Overbeek jest drugim autorem, który podjął temat homoseksualizmu kard. Adama Sapiehy
Dotarł on do akt, które są na razie najstarszymi dowodami na temat preferencji, ale też do szczegółowych opisów upodobań seksualnych duchownego
O sprawie pisał także Marcin Gutowski w swojej książce "Bielmo"
Jak wskazuje Onet, informacje dotyczące Sapiehy, które Ekke Overbeek zawarł w książce, są oparte na tym, co tajny współpracownik Urzędu Bezpieczeństwa ks. Anatol Boczek przekazał instytucji. Teczka dostępna jest w Instytucie Pamięci Narodowej.
Dotykał miejsc intymnych i bił skórzanym pasem
To kolejny dowód, który nie tylko rzuca światło dzienne na preferencje seksualne kard. Adama Sapiehy, ale też na konkretny model zachowań, które prezentował. O tym pisał w książce "Bielmo" również Marcin Gutowski, który oparł się na innej teczce, księdza Andrzeja Mistata. Ta zawierała informacje dotyczące relacji Sapiehy z kapelanem. Boczek pisał natomiast o kontaktach z klerykami.
Jak wynika z opisów, kard. Sapieha w kontakcie z klerykami miał kazać rozbierać im się do naga, dotykać ich miejsc intymnych oraz bić skórzanym pasem. Za to wszystko przysługiwała zapłata finansowa lub w formie przywilejów. Podobnie miało być w relacji opisywanej w drugiej z teczek: "chodzi o wątek dotykania miejsc intymnych pod pretekstem oględzin lekarskich" – podaje Onet.

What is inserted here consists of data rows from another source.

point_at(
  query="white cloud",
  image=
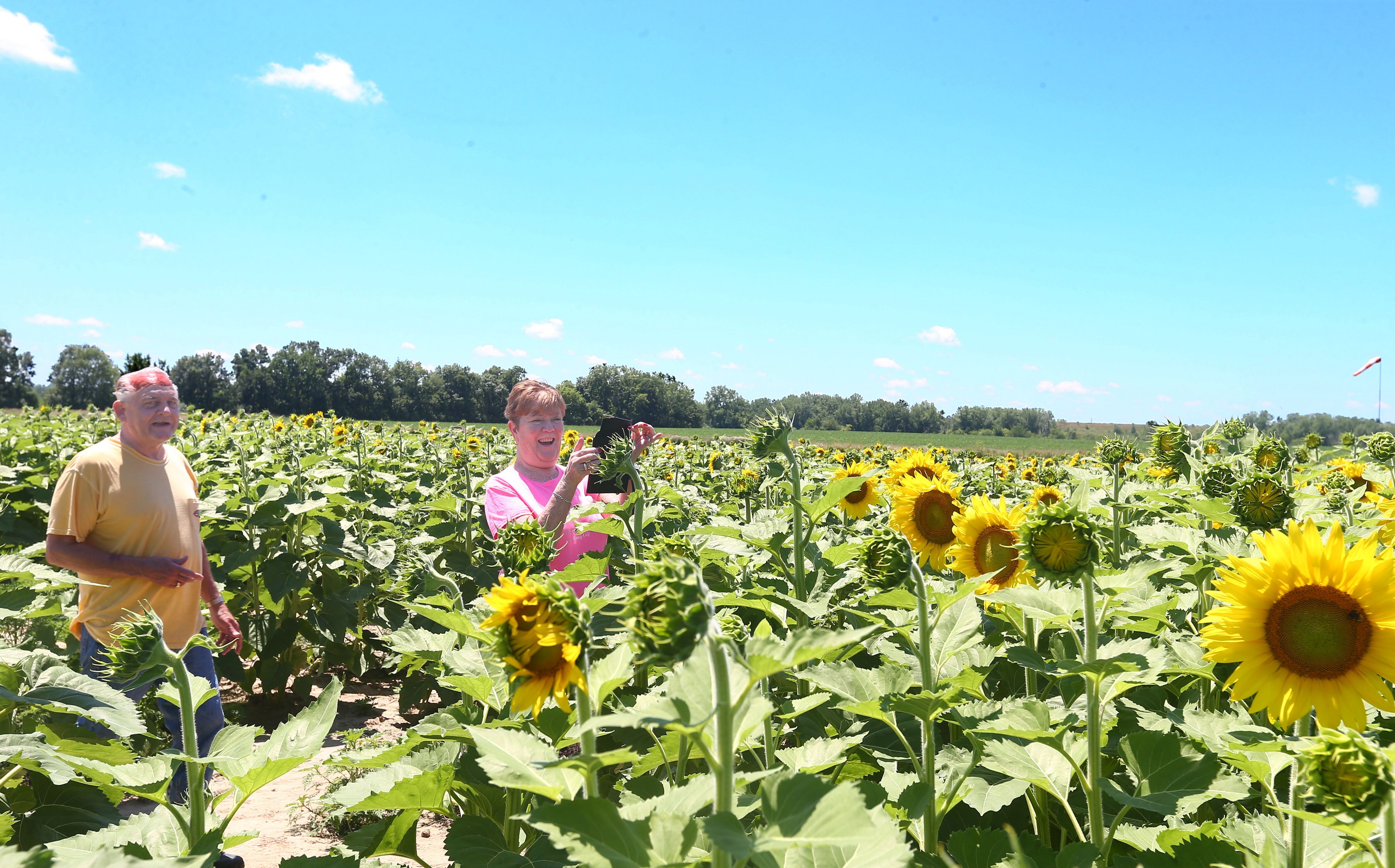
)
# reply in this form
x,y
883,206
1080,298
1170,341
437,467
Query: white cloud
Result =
x,y
47,320
1062,389
154,242
939,334
31,42
549,330
331,74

Onet dotarł do księży, którzy skomentowali informacje zawarte w nowej publikacji. W gronie tym nie było jednak zaskoczenia. "O tym wszyscy wiedzieli" – usłyszał dziennikarz od jednego z kapłanów, który dodał jednak, że "kardynał Sapieha raczej nie był pedofilem, jak sugerują media". Wskazuje on wyłącznie na jego homoseksualizm i preferencje do młodych księży i kleryków.

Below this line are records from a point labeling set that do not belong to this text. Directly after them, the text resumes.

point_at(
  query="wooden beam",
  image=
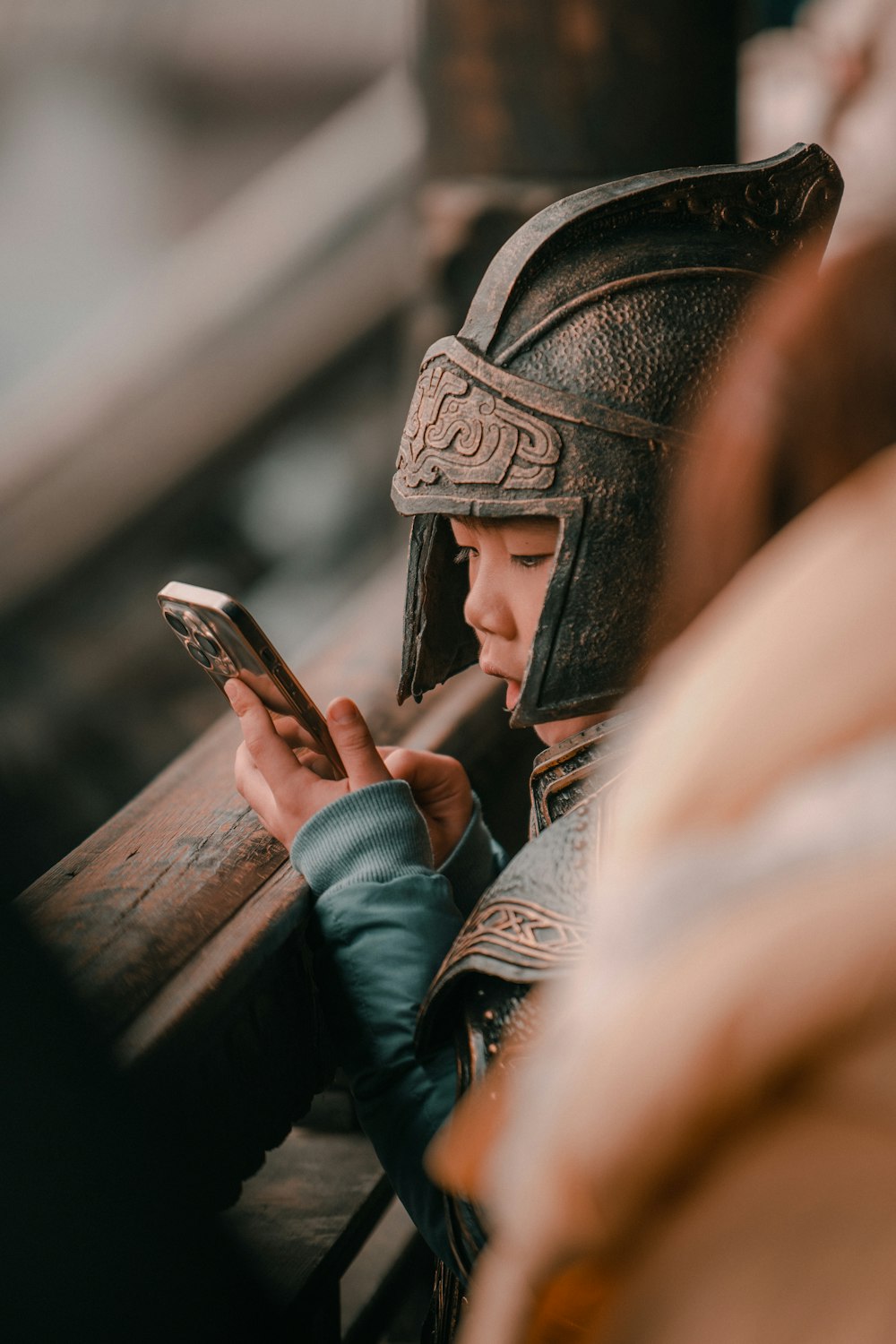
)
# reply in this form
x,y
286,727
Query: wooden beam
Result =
x,y
309,258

"Nie wykorzystywał seksualnie dzieci, ale miał upodobanie w klerykach i młodych księżach" – czytamy w Onecie. Redakcja cytuje także duchownego, który mówi, że "wiedza na temat seksualnych upodobań Sapiehy była na tyle powszechna, że wszyscy przyjmowaliśmy ją za oczywistość" – komentuje duchowny.
Nie bez znaczenia w tym kontekście miało być również arystokratyczne pochodzenie Sapiehy. Jak miał powiedzieć Onetowi jeden z rozmówców, "to stawiało go w pozycji kogoś, kto może więcej" i ma więcej praw również w sferze seksualnej, a do tego miało to dawać poczucie, że "jest ulepiony z innej gliny".
"Jego potrzeby też były inne, bardziej wyrafinowane. My, prości faceci z ludu wzięci nazywaliśmy to "skłonnością arystokracji", choć kardynał Sapieha traktował to raczej nie jako skłonność, ale przywilej arystokracji" – czytamy w Onecie komentarz jednego z duchownych.
Jan Paweł II wiedział o homoseksualizmie Sapiehy?
Jak wskazuje Onet, o preferencjach seksualnych kard. Adama Sapiehy prawdopodobnie wiedział również Jan Paweł II. Onet snuje hipotezę, że ta wiedza była prawdopodobną przyczyną tego, że papież nie wszczął procesu beatyfikacyjnego Sapiehy, który był jego mentorem. Miał on prawdopodobnie mieć świadomość, że na którymś z etapów udowadniania świętości może wyjść na jaw, że kardynał był osobą homoseksualną.